As you can see for some reason, the conversion from coo to csc is not right for some reason. I temporarily worked around this problem by calling cusparseXcoo2csr to do coo to csr conversion, and then call another cusparseDcsr2csc to convert the csr intermediate result to csc. That's extra computation so I would like to know how to use cusparseXcoo2csr to directly convert coo to csc as indicated in the documentation.

Solution

Row compression of COO row coordinates to row pointers and column compression of COO column coordinates to column pointers are fundamentally the same operation (basically just a prefix sum by key). Although it is not explicitly documented, cusparseXcoo2csr requires the input coordinate data to be sorted.

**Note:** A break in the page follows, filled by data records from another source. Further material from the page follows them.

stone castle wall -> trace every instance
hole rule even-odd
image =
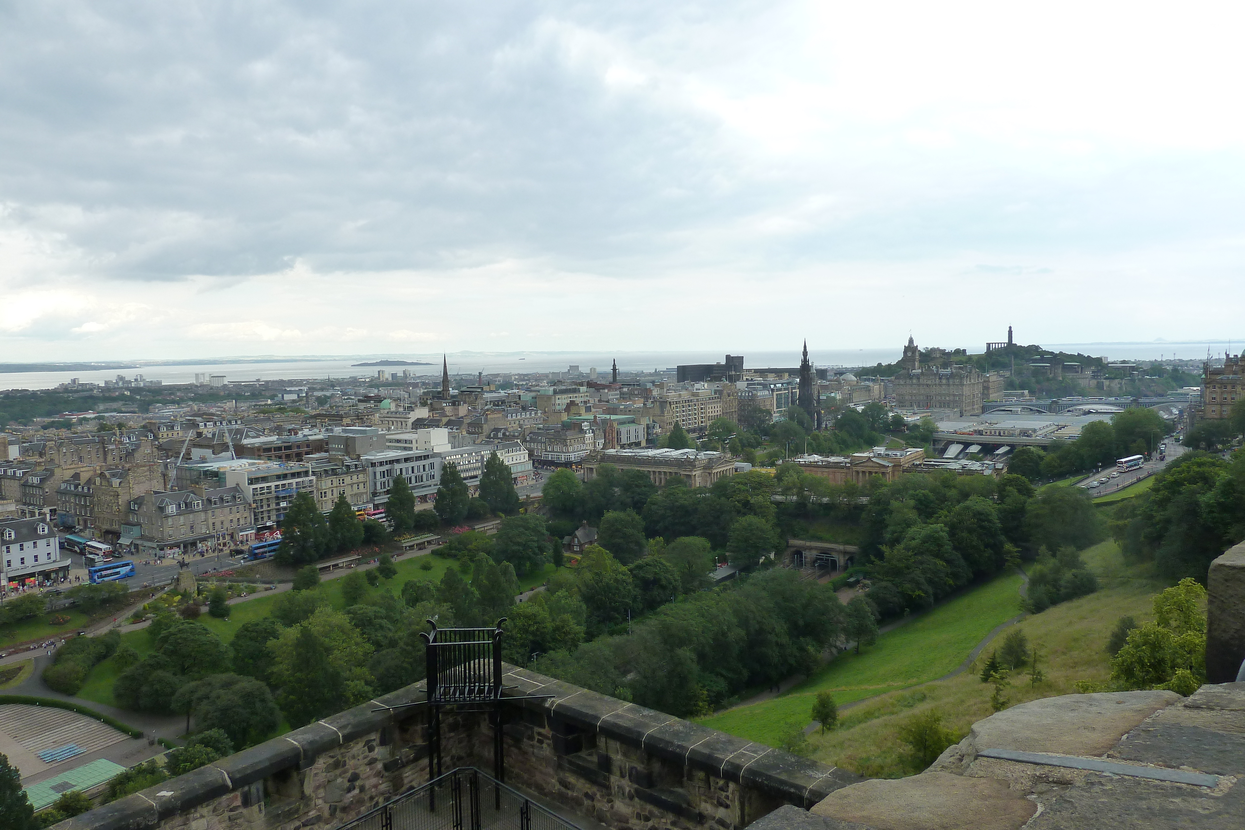
[[[858,776],[507,667],[507,781],[610,828],[736,830],[809,808]],[[56,830],[336,828],[428,780],[427,709],[410,686],[55,825]],[[377,711],[380,709],[380,711]],[[444,772],[492,772],[484,713],[442,720]]]

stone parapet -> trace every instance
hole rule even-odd
[[[507,778],[610,828],[738,830],[862,779],[550,677],[505,667]],[[57,830],[339,826],[428,779],[416,683],[62,821]],[[486,713],[446,713],[443,769],[492,768]]]
[[[1210,562],[1206,594],[1206,682],[1245,679],[1245,543]]]

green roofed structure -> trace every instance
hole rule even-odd
[[[70,790],[87,793],[101,784],[107,784],[123,772],[126,768],[121,764],[113,764],[111,760],[101,758],[66,770],[55,778],[49,778],[46,781],[31,784],[25,788],[26,798],[30,799],[30,805],[35,810],[42,810],[45,806],[55,804],[56,799]]]

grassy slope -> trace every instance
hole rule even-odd
[[[57,615],[66,616],[70,621],[59,626],[52,625],[50,620]],[[0,627],[0,648],[30,640],[51,640],[52,637],[85,628],[90,621],[91,618],[81,611],[63,610],[5,625]]]
[[[858,657],[844,653],[789,692],[700,720],[707,727],[778,745],[812,722],[813,698],[834,691],[837,703],[901,689],[959,666],[995,626],[1020,613],[1020,575],[1000,576],[930,613],[886,632]]]
[[[1086,564],[1098,574],[1101,589],[1089,596],[1053,606],[1018,623],[1037,645],[1038,667],[1046,679],[1037,686],[1030,678],[1015,678],[1007,691],[1012,706],[1042,697],[1072,694],[1078,679],[1103,682],[1111,674],[1104,651],[1116,620],[1132,615],[1139,622],[1153,617],[1150,597],[1165,585],[1153,576],[1150,565],[1129,565],[1112,541],[1084,551]],[[944,724],[957,734],[991,714],[994,687],[977,677],[987,648],[972,671],[947,681],[884,694],[843,713],[838,729],[810,738],[813,758],[864,775],[894,778],[916,772],[905,767],[898,738],[899,724],[914,712],[929,708],[944,716]]]
[[[1143,478],[1137,484],[1129,484],[1123,490],[1119,490],[1117,493],[1112,493],[1111,495],[1101,495],[1097,499],[1094,499],[1093,503],[1094,504],[1109,504],[1112,501],[1122,501],[1124,499],[1130,499],[1134,495],[1140,495],[1142,493],[1144,493],[1145,490],[1150,489],[1152,487],[1154,487],[1154,477],[1149,475],[1147,478]]]

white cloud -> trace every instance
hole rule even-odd
[[[0,340],[46,360],[1240,335],[1240,16],[7,6]]]

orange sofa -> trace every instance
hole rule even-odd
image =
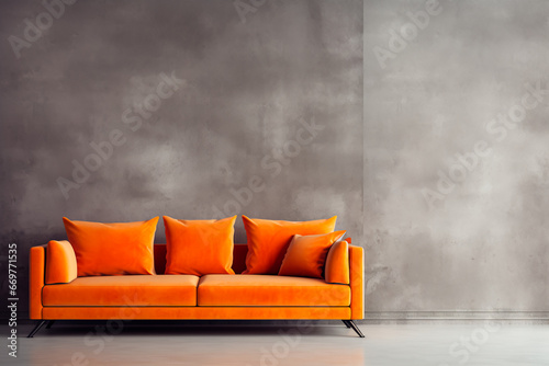
[[[339,319],[363,336],[354,322],[363,318],[361,247],[349,245],[348,268],[336,268],[349,271],[348,285],[321,278],[240,274],[246,268],[246,244],[234,245],[235,275],[164,275],[166,244],[155,244],[157,275],[75,275],[68,283],[47,285],[48,270],[63,271],[74,264],[63,255],[46,259],[46,247],[31,248],[30,318],[40,321],[29,338],[55,320],[87,319]]]

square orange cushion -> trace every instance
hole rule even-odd
[[[164,216],[166,274],[234,274],[236,216],[221,220],[176,220]]]
[[[63,222],[75,250],[79,277],[156,274],[153,247],[158,217],[113,224],[64,217]]]
[[[244,274],[278,274],[294,235],[310,236],[334,231],[337,216],[325,220],[280,221],[248,218],[243,215],[248,239]]]
[[[344,235],[345,230],[317,236],[294,236],[278,274],[322,278],[328,250]]]

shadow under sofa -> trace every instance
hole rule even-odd
[[[157,275],[77,277],[47,285],[47,245],[31,248],[30,318],[40,320],[32,338],[55,320],[333,320],[363,338],[354,320],[363,318],[363,250],[349,245],[349,284],[322,278],[249,275],[247,244],[235,244],[235,275],[165,275],[166,244],[155,244]]]

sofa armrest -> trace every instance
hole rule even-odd
[[[349,273],[349,244],[346,240],[337,241],[326,256],[324,278],[328,284],[348,285]]]
[[[67,240],[52,240],[46,250],[46,285],[68,284],[78,276],[76,254]]]
[[[46,245],[31,248],[29,256],[29,317],[42,319],[42,288],[46,265]]]
[[[349,245],[350,264],[350,319],[365,318],[365,251]]]

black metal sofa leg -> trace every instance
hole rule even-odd
[[[29,333],[29,335],[27,335],[26,338],[33,338],[33,336],[34,336],[34,334],[36,334],[36,333],[40,331],[40,329],[41,329],[42,327],[44,327],[44,324],[45,324],[45,323],[46,323],[46,321],[45,321],[45,320],[41,320],[41,321],[40,321],[40,322],[38,322],[38,323],[34,327],[34,329],[31,331],[31,333]]]
[[[355,324],[355,322],[354,322],[352,320],[345,320],[344,322],[345,322],[345,324],[346,324],[346,325],[348,325],[348,327],[352,328],[352,330],[354,330],[355,332],[357,332],[358,336],[360,336],[360,338],[365,338],[365,334],[362,334],[362,332],[360,331],[360,329],[358,329],[358,325],[357,325],[357,324]],[[348,327],[347,327],[347,328],[348,328]]]

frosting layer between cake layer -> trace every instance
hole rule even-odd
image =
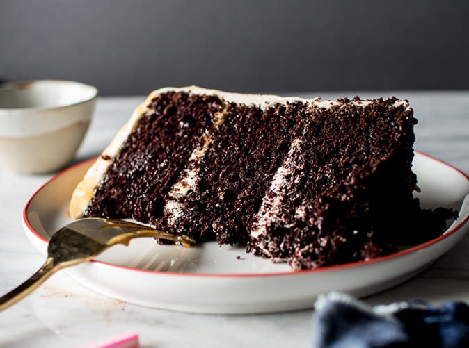
[[[246,242],[295,269],[369,258],[406,235],[387,215],[422,211],[412,197],[415,122],[395,99],[158,90],[77,186],[70,215]]]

In your example, the CSR conversion works because the coordinates you have are sorted in row order, and and the CSC fails because the column coordinates are not sorted in column order. If you reorder the inputs so that the column indices are sorted, the conversion will work.